[Source: Bruce Colbert, Prescott Daily Courier]
With the intensity of an Olympic swimmer, little 6-year-old “Mya” adjusted her swimming goggles, stepped to the rock ledge, and catapulted herself into the air landing about 15 feet below in a cool pool of Oak Creek.
“Yeeeah,” she shouted after popping her head out of the water.
Welcome to a typical summer day at Slide Rock State Park, located about five miles north of Sedona.
“We’ve got people coming from all over the world,” said Ellen Bilbrey, Arizona State Parks Chief Public Information Officer.
Elaine and Graham Norris traveled from England to do some touring, and found themselves this past week marveling at the red rock spires surrounding Slide Rock Park.
“We were talking to someone and said we wanted to go see Sedona, and he said, ‘You’ve got to go to Slide Rock, it’s fantastic,'” Graham said in a clipped British accent. “So here we are and he was right.”
However, out of the more than 1,000 visitors per day on weekends (about half that on weekdays) most are local Arizonans who know all about the park and its famous creek. Oak Creek is fed by a spring about seven miles upstream, and with runoff from the surrounding mountains.
But the pastoral park is not just about the creek.
“There are hiking trails that people can continue on into the Coconino National Forest. There’s rock climbing, picnicking, volleyball, shaded ramadas, fishing, bird watching, photography, a gift shop, and you can have weddings here for an incredibly low price,” Bilbrey said. “It’s like a theme park, except it’s a natural theme park.”
Made to order for nature lovers, the park also caters to history buffs.
In 1907, Frank L. Pendley settled in Oak Creek Canyon, planted vegetables and apple and pear orchards on 43 acres of creek side land, and in 1910 took ownership through the Homestead Act.
Pendley’s son, Tom, continued managing the property until 1982 when the family decided to sell it. Gov. Bruce Babbit heard about the sale, bought the property through the Arizona Parklands Foundation, and state officials opened Slide Rock State Park in 1987.

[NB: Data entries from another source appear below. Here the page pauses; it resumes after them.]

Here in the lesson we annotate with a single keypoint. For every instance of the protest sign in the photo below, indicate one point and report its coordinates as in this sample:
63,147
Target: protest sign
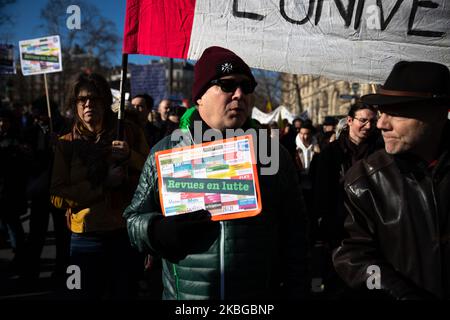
219,176
355,40
7,63
150,79
40,56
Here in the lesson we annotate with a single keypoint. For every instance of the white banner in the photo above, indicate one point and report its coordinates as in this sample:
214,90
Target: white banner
266,118
355,40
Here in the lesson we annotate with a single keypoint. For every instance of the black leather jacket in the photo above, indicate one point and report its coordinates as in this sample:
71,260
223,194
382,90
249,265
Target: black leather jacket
398,220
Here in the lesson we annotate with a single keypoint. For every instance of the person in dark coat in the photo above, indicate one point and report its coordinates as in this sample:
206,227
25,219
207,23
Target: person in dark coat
356,142
398,198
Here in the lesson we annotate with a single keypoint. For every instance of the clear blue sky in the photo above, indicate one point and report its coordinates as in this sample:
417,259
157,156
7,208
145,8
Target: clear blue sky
26,21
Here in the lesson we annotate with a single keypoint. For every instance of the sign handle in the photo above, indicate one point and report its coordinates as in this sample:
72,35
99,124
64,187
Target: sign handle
49,111
121,113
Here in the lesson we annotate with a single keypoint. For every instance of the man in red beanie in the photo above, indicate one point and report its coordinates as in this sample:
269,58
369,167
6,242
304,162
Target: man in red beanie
398,198
249,258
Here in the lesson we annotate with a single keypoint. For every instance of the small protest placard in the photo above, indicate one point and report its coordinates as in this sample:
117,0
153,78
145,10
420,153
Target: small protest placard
41,55
220,177
7,64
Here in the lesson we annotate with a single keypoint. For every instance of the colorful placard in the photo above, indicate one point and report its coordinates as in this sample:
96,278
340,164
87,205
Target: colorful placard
41,55
220,177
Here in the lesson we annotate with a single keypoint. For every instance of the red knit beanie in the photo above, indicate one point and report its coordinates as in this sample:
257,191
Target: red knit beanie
215,63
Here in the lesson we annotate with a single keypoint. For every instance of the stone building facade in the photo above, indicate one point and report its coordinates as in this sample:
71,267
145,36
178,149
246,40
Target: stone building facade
320,96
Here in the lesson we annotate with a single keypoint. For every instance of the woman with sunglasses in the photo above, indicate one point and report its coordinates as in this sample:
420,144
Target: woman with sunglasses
94,176
357,140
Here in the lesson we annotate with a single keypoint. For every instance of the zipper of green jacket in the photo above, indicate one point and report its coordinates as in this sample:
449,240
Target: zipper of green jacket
222,260
177,285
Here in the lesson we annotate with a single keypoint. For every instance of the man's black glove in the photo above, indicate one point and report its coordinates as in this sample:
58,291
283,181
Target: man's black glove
176,236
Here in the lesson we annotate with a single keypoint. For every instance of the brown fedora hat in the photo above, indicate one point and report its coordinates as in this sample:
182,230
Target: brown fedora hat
415,81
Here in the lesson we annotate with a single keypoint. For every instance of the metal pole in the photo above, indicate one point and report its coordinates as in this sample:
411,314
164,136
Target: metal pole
49,111
170,76
121,113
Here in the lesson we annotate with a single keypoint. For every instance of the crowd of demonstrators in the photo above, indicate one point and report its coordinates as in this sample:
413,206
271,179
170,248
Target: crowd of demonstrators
347,198
398,224
259,257
40,140
13,180
94,176
26,158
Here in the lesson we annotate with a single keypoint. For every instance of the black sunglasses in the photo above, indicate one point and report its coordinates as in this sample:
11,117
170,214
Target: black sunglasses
83,99
230,85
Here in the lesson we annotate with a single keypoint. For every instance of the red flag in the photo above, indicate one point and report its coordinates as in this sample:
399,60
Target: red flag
158,27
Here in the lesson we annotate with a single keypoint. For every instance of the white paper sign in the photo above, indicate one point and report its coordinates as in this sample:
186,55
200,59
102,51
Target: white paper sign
356,40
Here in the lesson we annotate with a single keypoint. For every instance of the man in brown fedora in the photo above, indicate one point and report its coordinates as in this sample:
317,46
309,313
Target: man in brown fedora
398,198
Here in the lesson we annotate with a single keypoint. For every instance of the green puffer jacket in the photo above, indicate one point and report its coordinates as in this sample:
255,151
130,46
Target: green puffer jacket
252,258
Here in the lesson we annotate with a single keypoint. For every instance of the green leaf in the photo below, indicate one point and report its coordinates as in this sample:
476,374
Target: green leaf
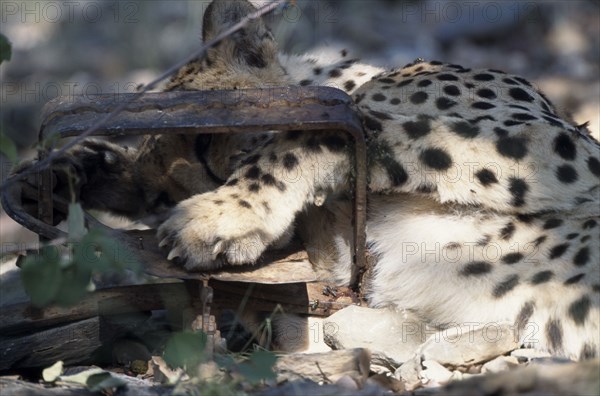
74,285
185,350
258,367
5,49
80,378
8,147
103,381
42,276
76,222
51,374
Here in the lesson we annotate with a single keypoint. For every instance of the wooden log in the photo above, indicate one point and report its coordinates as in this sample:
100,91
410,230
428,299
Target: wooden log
301,298
25,318
12,387
325,367
72,343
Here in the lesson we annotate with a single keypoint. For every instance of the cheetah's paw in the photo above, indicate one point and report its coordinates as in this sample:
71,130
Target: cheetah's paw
207,231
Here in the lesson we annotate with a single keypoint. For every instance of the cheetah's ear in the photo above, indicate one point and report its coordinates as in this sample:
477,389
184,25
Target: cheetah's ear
253,46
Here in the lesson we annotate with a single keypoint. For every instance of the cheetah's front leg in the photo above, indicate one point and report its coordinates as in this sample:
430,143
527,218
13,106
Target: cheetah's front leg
259,202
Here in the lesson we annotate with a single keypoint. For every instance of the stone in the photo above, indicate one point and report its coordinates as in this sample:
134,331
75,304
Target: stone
501,363
385,332
464,346
434,374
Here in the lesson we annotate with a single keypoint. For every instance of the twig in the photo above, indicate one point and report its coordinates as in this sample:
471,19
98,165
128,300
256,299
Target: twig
325,377
200,53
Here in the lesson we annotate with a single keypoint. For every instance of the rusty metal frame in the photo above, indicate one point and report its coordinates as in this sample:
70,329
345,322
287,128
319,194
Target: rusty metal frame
310,109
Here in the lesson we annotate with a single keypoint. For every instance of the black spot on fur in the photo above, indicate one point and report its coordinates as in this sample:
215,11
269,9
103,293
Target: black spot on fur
395,171
313,145
512,258
541,277
558,250
524,315
486,93
476,268
574,279
486,177
523,117
290,161
509,283
349,85
443,103
564,147
419,128
334,143
566,174
481,118
426,188
520,94
335,73
447,77
483,105
507,231
244,204
512,123
451,90
380,115
253,159
552,223
579,310
554,334
588,352
268,179
436,158
582,257
523,81
483,77
293,135
465,129
378,97
484,241
594,166
553,121
418,97
372,124
512,147
253,173
518,188
404,83
500,132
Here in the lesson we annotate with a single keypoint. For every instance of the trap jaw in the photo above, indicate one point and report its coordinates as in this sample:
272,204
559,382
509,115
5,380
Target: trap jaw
309,109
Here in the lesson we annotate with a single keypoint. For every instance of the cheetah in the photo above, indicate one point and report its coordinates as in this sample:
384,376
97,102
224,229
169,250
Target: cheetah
483,205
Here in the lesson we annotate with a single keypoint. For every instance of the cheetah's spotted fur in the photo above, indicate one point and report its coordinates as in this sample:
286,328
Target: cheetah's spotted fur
483,201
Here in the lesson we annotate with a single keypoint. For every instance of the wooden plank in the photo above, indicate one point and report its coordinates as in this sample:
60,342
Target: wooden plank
290,265
24,318
299,298
72,343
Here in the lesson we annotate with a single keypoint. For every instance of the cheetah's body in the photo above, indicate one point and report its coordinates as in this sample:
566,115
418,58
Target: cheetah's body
483,203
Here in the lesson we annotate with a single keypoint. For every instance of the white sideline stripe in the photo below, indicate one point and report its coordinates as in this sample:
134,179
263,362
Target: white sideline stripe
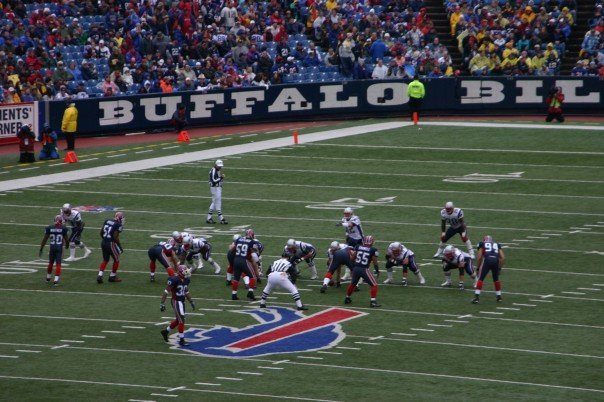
193,156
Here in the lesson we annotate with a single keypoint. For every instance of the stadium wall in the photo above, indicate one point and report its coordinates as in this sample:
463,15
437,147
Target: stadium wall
315,101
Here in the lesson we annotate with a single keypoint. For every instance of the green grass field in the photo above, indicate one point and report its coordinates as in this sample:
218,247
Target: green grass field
538,192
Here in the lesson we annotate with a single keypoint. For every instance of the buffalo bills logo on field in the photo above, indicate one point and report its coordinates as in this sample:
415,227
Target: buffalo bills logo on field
280,330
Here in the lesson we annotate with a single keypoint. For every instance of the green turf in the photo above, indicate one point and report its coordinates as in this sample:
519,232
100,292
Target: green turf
545,346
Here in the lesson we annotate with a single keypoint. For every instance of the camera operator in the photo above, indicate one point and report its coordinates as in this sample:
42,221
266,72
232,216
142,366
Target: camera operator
554,105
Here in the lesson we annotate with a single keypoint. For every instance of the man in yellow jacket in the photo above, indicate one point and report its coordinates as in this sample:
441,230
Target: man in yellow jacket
69,125
416,93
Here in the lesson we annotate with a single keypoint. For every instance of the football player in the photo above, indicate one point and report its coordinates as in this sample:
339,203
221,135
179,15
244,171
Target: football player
111,246
200,249
338,254
73,217
57,234
363,256
301,251
282,274
397,255
490,259
352,225
165,253
178,288
454,258
455,219
245,261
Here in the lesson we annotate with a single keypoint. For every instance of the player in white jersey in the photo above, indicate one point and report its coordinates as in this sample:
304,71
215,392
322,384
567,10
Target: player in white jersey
74,218
397,255
200,249
302,251
279,275
454,258
455,219
352,224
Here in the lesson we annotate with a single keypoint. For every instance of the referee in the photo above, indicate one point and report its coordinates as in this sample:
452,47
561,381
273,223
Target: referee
215,180
416,93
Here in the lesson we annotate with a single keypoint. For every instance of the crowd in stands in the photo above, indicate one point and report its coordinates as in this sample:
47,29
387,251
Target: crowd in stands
67,49
515,38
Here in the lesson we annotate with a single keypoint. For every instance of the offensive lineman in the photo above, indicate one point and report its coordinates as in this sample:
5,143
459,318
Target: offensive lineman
57,233
279,274
454,217
363,256
216,178
490,258
398,255
111,246
77,227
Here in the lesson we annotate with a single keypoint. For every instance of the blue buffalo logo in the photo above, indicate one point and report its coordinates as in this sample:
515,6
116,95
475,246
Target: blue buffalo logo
279,330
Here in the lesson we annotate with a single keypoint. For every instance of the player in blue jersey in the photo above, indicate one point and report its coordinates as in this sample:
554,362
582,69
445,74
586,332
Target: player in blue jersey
363,256
74,218
338,254
455,258
111,246
490,258
178,288
56,234
245,261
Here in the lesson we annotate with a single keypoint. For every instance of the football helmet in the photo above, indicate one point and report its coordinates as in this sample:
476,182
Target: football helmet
119,217
347,212
449,251
368,241
59,220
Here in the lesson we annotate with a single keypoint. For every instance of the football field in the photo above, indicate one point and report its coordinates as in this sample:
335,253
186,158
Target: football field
538,191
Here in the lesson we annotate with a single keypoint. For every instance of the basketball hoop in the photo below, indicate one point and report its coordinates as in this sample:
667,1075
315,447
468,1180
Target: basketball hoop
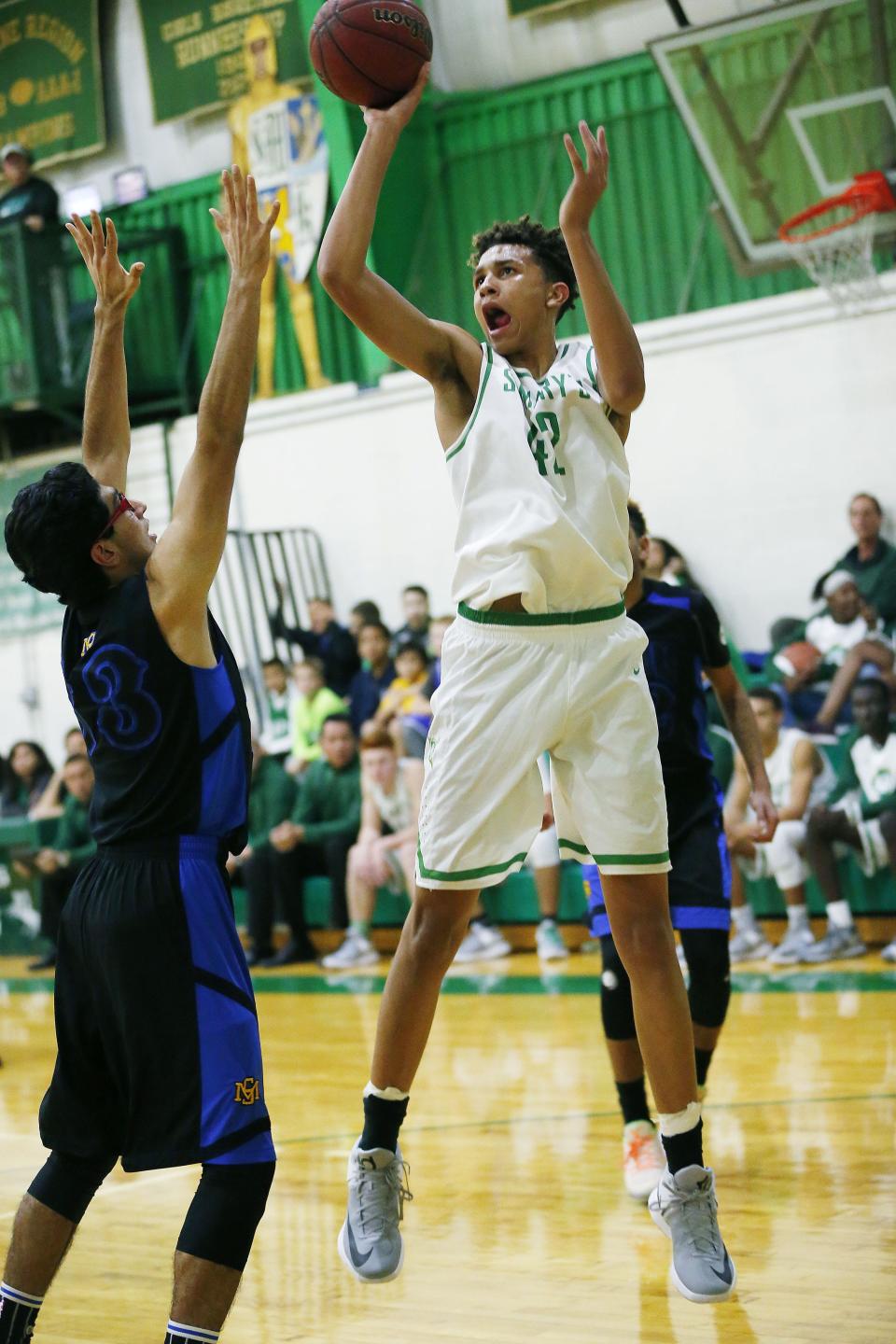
837,253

Many of Pendley’s apple trees still produce fruit; his house and cabins still stand; some of his farm equipment still works; the apple sorter still sorts; and his hand-built irrigation system still irrigates.
“We’ve got 13 different species of apples and get phenomenal apples in the fall,” Bilbrey said. “During the fall Apple Festival, if we’ve got a crop, you can pick your own heritage apples.”
Although the park is open year-round, Bilbrey said that for some people, winter is the time to go.
“If you are a photographer, the fall and winter are absolutely gorgeous,” Bilbrey said. “And there are hardly any people then.”
If you go to the park for a summer swim, Bilbrey cautions parents that there are no lifeguards on duty, but park rangers patrol the slide area on a regular basis.
“All the rangers are first responders, and I’ve never heard of a drowning in at least 15 years,” she added.
It costs $20 per vehicle to visit the park. Park hours are 9 a.m. to 7 p.m. through Labor Day weekend, and then rangers shorten the hours. To get to the park from Prescott, which is about 70 miles north, drive Highway 89A north, or I-17 north and exit at SR 179 to Sedona.